この道にはもう一つの名前があります。“文学の道”とも言われており、世界の文学に影響を与えた人の銅像が並んでいます。
まずシェイクピアです。
これには説明はいらないでしょう。私が小学生の頃、父が“シェイクスピア全集”を買ってくれた時、姉にまだ私には難しすぎるといわれ、悔しくて全集を読破したことを懐かしく思い出しました。
18世紀のスコットランドの詩人ロバート・バーンズの名前を知らなくても、彼がスコットランド民謡を収集し、改作した“蛍の光”や“故郷の空”はよく知られていますよね。
詩人、小説家のウォールター・スコットは「ロブ・ロイ」「湖上の美人」などで世界的に有名になり、スコットランド銀行発行の紙幣にもなっています。
この道を歩くとなんだか、いい文章がかけるような気がして、時々、書きかけの原稿をここのベンチで、推敲することがあります。
実を言うと今、書いている小説「あなたを待ちながら」(「私をみつけて」の続編)にもこのモールのシーンが出て来ます。

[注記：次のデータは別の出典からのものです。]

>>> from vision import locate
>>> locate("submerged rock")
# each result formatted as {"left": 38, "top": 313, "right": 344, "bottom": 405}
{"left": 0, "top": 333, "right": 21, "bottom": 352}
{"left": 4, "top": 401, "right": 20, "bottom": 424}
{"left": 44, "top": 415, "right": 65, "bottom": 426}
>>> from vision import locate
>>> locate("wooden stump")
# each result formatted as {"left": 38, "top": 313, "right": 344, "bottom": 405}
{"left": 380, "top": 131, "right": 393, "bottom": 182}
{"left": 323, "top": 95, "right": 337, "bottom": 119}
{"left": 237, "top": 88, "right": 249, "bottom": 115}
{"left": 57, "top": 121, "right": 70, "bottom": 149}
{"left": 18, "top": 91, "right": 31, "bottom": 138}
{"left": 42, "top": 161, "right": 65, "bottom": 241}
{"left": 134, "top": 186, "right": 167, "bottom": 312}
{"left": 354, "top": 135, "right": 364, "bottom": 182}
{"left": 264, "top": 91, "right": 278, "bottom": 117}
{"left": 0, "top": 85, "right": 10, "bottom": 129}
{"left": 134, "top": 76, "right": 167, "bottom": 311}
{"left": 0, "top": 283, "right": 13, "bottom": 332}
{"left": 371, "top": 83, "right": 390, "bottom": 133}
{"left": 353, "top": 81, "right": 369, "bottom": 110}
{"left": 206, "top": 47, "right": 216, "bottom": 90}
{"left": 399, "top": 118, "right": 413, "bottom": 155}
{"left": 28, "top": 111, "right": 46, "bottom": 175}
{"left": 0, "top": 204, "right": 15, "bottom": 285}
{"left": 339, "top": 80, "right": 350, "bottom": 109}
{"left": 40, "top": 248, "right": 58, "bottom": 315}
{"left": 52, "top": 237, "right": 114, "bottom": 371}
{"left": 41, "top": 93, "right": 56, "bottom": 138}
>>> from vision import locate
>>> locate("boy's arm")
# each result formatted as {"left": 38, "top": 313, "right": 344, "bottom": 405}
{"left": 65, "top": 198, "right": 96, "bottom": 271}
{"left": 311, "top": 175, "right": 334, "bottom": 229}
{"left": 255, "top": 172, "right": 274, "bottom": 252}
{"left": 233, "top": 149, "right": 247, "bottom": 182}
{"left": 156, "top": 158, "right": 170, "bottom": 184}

主人公が恋人とこの道を手をつないで歩くシーンです。
少しだけ、公開しますね。
「ニレの木の緑が、降り注ぐ午後の太陽を遮断し、木漏れ日が美しい影を作っている。涼しい風が天使の羽根のように舞い降りてきて、汗ばんだ私の頬を心地よく刺激する。まるで今日の私を祝福してくれるかのように。(中略)この“文学の道”をマイケルとこうして歩いたことを私は一生忘れないだろう。偶然にも”マイケルのベンチ“を見つけ、マイケルからサクランボのようなルビーのイヤリングをプレゼントされた今日の誕生日を私は一生忘れないだろう」
”マイケルのベンチ“というのを説明しますね。
この公園には、市民が寄贈したベンチがたくさんあるのですが、それぞれのベンチには愛情溢れるメッセージが書かれています。そして、とても素敵なメッセージを見つけたので、その内容を私の物語の中にいれて、”マイケルのベンチ“と呼んでいるのです。
「人生の喜びを反映しているこの道をいつも歩いていたビッグドリーマーのあなた。あなたをとても愛しています。あなたがいないのがとても淋しい」
この言葉は私の物語の主人公の過去と未来に関係があるのです。今、悪戦苦闘しながら、この物語を書き続けています。いつかみなさんに発表できることができますように。